Z orzecznictwa TSUE (a także i naszego rodzimego) wynika , że w przypadku kredytów powiązanych z walutą obcą można i należy uznać postanowienia przerzucające owo ryzyko kursowe na kredytobiorcę za niedozwolone w sytuacji gdyby kredytobiorca nie został przed zawarciem umowy należycie uświadomiony o tym ryzyku. TSUE wskazał, że bank powinien przedstawić wszystkie istotne okoliczności, które uświadamiałyby klientowi potencjalne negatywne konsekwencje ekonomiczne skorzystania z oferowanego kredytu, a także powinien przedstawić symulacje obrazujące jak znaczący wzrost kursu waluty obcej i oprocentowania wpłynąłby na wzrost zadłużenia, rat i kosztów spłaty kredytu (tak Trybunał orzekł m. in. w wyroku z dnia 30 kwietnia 2014 r. C-26/13, z 20 września 2017 r. w sprawie C‑186/16, z dnia 20 września 2018 r. w sprawie C‑51/17 i postanowieniu z dnia 20 lutego 2018r. w sprawie C-126/17). TSUE wręcz wprost stwierdził, że w jego ocenie umowy o takie kredyty a nawet kredyty  po prostu udzielone we frankach, winny upaść w  przypadku gdyby do ich zawarcia doszło przy braku rzeczywistego uświadomienia kredytobiorcy o ryzyku kursowym.

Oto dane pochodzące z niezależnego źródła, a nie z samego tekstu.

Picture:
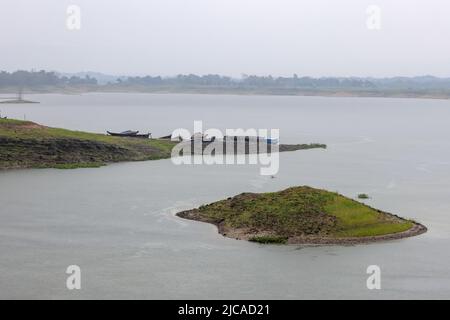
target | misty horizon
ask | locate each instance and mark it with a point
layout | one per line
(316, 39)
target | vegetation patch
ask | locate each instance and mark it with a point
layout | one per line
(25, 144)
(301, 215)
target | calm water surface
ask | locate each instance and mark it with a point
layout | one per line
(118, 224)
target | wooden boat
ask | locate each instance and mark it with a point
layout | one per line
(130, 134)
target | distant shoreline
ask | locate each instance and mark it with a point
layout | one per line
(239, 92)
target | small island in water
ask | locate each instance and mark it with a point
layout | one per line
(302, 215)
(25, 144)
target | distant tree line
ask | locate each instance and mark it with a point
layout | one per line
(41, 78)
(248, 81)
(36, 79)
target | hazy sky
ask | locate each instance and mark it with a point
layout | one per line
(230, 37)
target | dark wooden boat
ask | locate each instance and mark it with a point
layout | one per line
(130, 134)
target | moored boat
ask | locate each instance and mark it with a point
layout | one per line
(130, 134)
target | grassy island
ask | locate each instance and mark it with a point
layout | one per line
(302, 215)
(25, 144)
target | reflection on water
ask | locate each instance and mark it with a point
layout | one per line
(118, 222)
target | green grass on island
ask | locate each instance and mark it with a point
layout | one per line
(25, 144)
(297, 214)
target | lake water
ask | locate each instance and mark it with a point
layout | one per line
(118, 224)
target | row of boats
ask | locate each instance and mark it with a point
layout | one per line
(130, 133)
(195, 137)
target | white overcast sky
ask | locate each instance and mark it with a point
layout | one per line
(229, 37)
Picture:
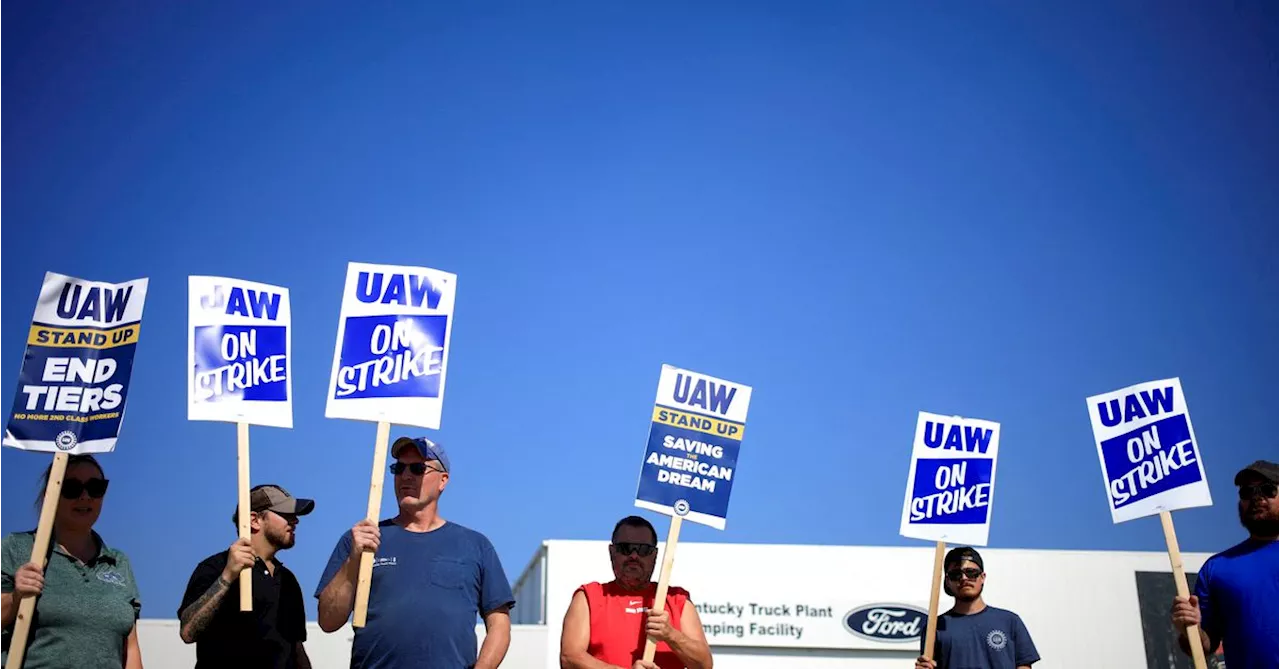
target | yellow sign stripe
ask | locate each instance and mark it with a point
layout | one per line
(699, 424)
(44, 335)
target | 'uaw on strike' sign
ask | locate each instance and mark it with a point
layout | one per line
(76, 372)
(696, 430)
(238, 352)
(393, 346)
(1147, 449)
(952, 480)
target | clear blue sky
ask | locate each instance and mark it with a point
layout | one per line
(992, 210)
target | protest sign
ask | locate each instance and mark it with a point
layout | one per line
(238, 370)
(951, 481)
(72, 390)
(238, 366)
(1150, 459)
(950, 489)
(1151, 463)
(689, 463)
(389, 365)
(76, 372)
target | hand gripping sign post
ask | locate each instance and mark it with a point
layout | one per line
(389, 365)
(72, 389)
(949, 491)
(238, 369)
(1151, 464)
(689, 464)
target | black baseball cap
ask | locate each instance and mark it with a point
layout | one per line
(270, 496)
(1269, 471)
(960, 554)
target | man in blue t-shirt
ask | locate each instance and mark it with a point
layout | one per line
(1237, 599)
(432, 578)
(972, 635)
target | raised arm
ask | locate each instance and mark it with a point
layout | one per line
(195, 617)
(338, 596)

(W kontekście nieuświadomienia konsumenta o ryzyku kursowym jako podstawie do stwierdzenia nieuczciwości postanowień umownych pisałem już dawno, dawno temu – konkretnie w postach nr 8, 10 i 11 z 2015r.)

Z posiadanej przez nas wiedzy, w szczególności wiedzy o uwarunkowaniach makroekonomicznych istniejących okresie oferowania kredytów „we frankach” (zwłaszcza w latach 2007 – 2008), wynika, że bank nie przedstawiał ani symulacji obrazujących skutki znacznego wzrostu kursu CHF, ani znanych wówczas informacji, wskazujących  na bardzo duże prawdopodobieństwo istotnego wzmocnienia się kursu CHF. Wręcz przeciwnie, przedstawiciele banków zapewniali o stabilności waluty szwajcarskiej, a jeżeli przedstawiali symulacje obrazujące wzrost należności kredytowych, to wyłącznie w stopniu znikomym.

W przypadku umów o kredyty denominowane, przyjmując hipotetycznie, że owe kredyty były udzielone jednak w walucie CHF (mimo, że nie zostały oddane do dyspozycji kredytobiorców), postanowieniami przerzucającymi ryzyko kursowe na kredytobiorcę były postanowienia zobowiązujące do spłaty kredytu.  Brak mocy wiążącej tych postanowień oznaczałoby, że umowa nie wykreowała zobowiązania do spłaty kredytu. A skoro nie wykreowała takiego jednego z podstawowych elementów umowy kredytu, należałoby uznać, analogicznie jak w sytuacji opisanej w scenariuszu pierwszym, że nie doszło do uzgodnienia najistotniejszych elementów umowy kredytu. W rezultacie nie można mówić o jej skutecznym zawarciu, a samą umowę należałoby uznać za… nieistniejącą.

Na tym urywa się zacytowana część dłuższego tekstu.